Re: [RFC bpf-next 0/2] bpf: allow unprivileged map access to some map types

Alexei Starovoitov <alexei.starovoitov@xxxxxxxxx> · Wed, 11 May 2022 09:36:04 -0700

On Wed, May 11, 2022 at 02:19:26PM +0100, Alan Maguire wrote:
> Unprivileged BPF disabled (kernel.unprivileged_bpf_disabled >= 1)
> is the default in most cases now; when set, the BPF system call is
> blocked for users without CAP_BPF/CAP_SYS_ADMIN.  In some use cases
> prior to having unpriviliged_bpf_disabled set to >= 1 however,
> it made sense to split activities between capability-requiring
> ones - such as program load+attach - and those that might not require
> capabilities such as reading perf/ringbuf events, reading or
> updating BPF map configuration etc.  One example of this sort of
> approach is a service that loads a BPF program, and a user-space
> program that, after it has been loaded, interacts with it via
> pinned maps.
> 
> Such a split model is not possible with unprivileged BPF disabled,
> since even those activities such as map interactions, retrieving
> map information from pinned paths etc are blocked to
> unprivileged users.  However, granting CAP_BPF to such unprivileged
> users is quite a big hammer, allowing them to do pretty much
> anything with BPF.
> 
> This very rough RFC explores the idea - with
> CONFIG_BPF_UNPRIV_MAP_ACCESS=y - of allowing unprivileged processes
> to retrieve and work with a restricted set of BPF maps.  See
> patch 1 for the restrictions on BPF cmd and map type. Note that
> permission checks on maps are still enforced, so it's still
> possible to prevent unwanted interference by unprivileged users
> by pinning a map and setting permissions to prevent access.
> CONFIG_BPF_UNPRIV_MAP_ACCESS defaults to n, preserving current
> behaviour of blocking all BPF syscall commands.
> 
> Discussion on the bpf mailing list already alluded to this idea [1],
> though it's possible I misinterpreted it.
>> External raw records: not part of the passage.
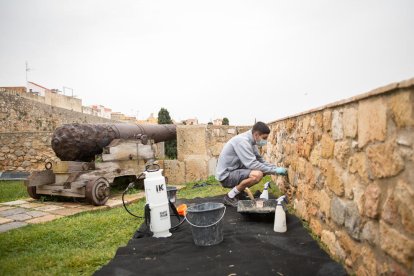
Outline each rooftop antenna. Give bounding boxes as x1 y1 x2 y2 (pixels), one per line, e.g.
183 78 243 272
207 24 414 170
26 61 31 84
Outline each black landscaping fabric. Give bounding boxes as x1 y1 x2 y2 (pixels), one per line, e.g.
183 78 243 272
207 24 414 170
95 196 346 275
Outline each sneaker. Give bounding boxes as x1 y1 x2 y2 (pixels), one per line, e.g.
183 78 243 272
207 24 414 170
236 191 250 200
223 195 239 207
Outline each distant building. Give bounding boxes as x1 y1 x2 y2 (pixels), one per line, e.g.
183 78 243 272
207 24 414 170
0 86 26 94
27 81 51 97
111 112 125 121
137 113 158 125
91 105 112 119
82 106 98 116
184 118 198 126
0 81 82 112
213 118 223 126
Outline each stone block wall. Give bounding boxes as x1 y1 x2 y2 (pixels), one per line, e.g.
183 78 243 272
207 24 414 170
265 79 414 275
163 125 250 184
0 92 114 171
0 132 59 171
0 92 114 133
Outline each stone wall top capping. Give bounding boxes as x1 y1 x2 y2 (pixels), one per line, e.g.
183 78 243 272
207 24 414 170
269 78 414 124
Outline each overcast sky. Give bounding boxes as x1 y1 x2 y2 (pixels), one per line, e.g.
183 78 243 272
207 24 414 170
0 0 414 125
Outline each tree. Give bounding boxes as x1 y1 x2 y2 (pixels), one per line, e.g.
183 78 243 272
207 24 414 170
158 108 177 159
158 107 172 125
221 117 229 126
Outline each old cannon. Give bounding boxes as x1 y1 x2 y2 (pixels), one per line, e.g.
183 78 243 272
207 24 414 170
25 124 176 205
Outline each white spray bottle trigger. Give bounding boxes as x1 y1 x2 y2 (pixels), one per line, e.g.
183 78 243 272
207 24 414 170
273 195 287 233
276 195 287 205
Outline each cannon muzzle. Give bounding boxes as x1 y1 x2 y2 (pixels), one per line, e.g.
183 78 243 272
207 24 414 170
52 124 177 162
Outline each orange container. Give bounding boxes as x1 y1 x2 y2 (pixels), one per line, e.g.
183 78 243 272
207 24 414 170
177 204 187 216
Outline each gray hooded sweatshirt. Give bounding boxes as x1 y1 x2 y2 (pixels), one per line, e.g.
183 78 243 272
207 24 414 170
216 129 276 181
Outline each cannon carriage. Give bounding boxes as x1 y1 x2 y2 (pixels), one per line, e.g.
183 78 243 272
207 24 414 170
25 124 176 205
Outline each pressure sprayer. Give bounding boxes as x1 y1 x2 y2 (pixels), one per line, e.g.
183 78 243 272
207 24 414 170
260 181 270 199
273 195 288 233
122 164 185 238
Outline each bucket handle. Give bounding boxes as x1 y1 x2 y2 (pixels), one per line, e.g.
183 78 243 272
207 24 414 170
185 206 226 228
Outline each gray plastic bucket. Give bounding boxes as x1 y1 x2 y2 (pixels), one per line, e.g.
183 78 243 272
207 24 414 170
186 202 226 246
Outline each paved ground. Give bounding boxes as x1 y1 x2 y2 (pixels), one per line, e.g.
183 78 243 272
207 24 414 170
0 191 145 233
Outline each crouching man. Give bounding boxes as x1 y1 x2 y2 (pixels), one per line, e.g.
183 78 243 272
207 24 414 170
216 122 287 207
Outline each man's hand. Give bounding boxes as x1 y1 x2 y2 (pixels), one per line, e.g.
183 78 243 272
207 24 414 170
275 167 287 175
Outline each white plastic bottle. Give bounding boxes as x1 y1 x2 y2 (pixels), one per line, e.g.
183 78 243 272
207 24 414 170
144 170 171 238
273 196 287 233
260 182 270 199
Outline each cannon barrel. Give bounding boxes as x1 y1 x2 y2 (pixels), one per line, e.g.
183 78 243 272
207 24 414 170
52 124 177 162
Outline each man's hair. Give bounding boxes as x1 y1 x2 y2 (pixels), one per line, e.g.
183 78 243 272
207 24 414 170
252 122 270 135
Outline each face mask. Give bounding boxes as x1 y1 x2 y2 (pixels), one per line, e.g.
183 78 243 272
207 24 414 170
256 139 267 147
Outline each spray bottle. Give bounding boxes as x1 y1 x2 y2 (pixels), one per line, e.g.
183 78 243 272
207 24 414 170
260 181 270 199
273 195 287 233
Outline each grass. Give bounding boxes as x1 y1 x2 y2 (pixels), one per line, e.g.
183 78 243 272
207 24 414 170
0 177 278 275
0 180 29 202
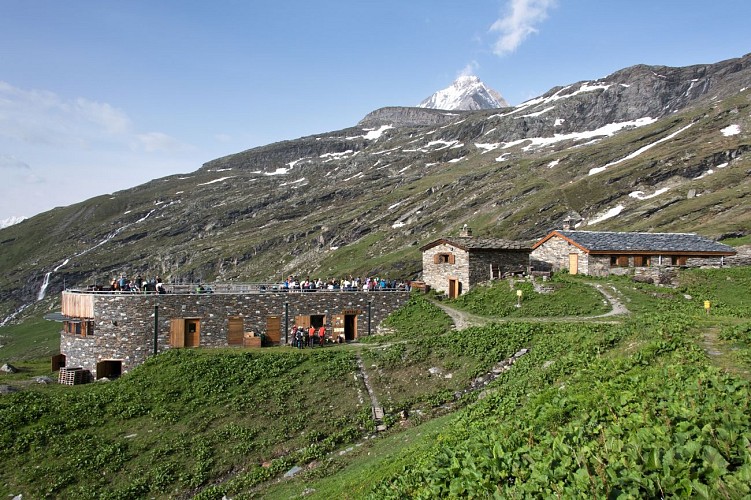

Thanks for the follow up. We had a long discussion about this during lsfmmbpf.
In short a bunch of folks wants to address this problem.
Your summary of the problem is accurate.
The patch though is overly cautious in fixing the issue.
The bpf ACL model is the same as traditional file's ACL.
The creds and ACLs are checked at open().  Then during file's write/read
additional checks might be performed. BPF has such functionality already. 
Different map_creates have capability checks while map_lookup has:
map_get_sys_perms(map, f) & FMODE_CAN_READ.
In other words it's enough to gate FD-receiving parts of bpf
with unprivileged_bpf_disabled sysctl.
The rest is handled by availability of FD and access to files in bpffs.
Additional kconfig is unnecessary. Also no need to filter
different map types. Only array/hash/ringbuf are ok for unpriv
when that sysctl is off. The rest of maps have their own cap_bpf checks
at creation time which is enough.
The patch 1 should probably be something like:
  if (!capable &&
      (cmd == BPF_MAP_CREATE || cmd == BPF_PROG_LOAD))
    return -EPERM;
For all other commands the user has to have a valid map/btf/prog FD to proceed.
There are few special commands that don't need to be in the above 'if':
. BPF_[PROG|MAP|BTF]_GET_NEXT_ID have explicit cap_sys_admin check.
. BPF_OBJ_GET is using traditional file ACLs to access.
. BPF_BTF_LOAD has its own cap_bpf check.

Of course there could be bugs in any of unpriv code paths, but they were
enabled with sysctl off for long time. When/if new bugs are found they will be fixed.
The unprivileged_bpf_disabled's default was flipped only because of HW bugs.
In all HW spectre exploits BPF_PROG_LOAD was the mandatory command.
Just disabling that command is enough. The BPF_MAP_CREATE alone
cannot be used in spectre-like attack. But map_create without prog_load
is a useless combination for unrpiv. So having sysctl affecting them
both makes sense from symmetry pov. libbpf and other loaders typically
create a map first, so with sysctl off the unpriv users will see those eperms first.
I hope it's mostly accurate summary of the discussion.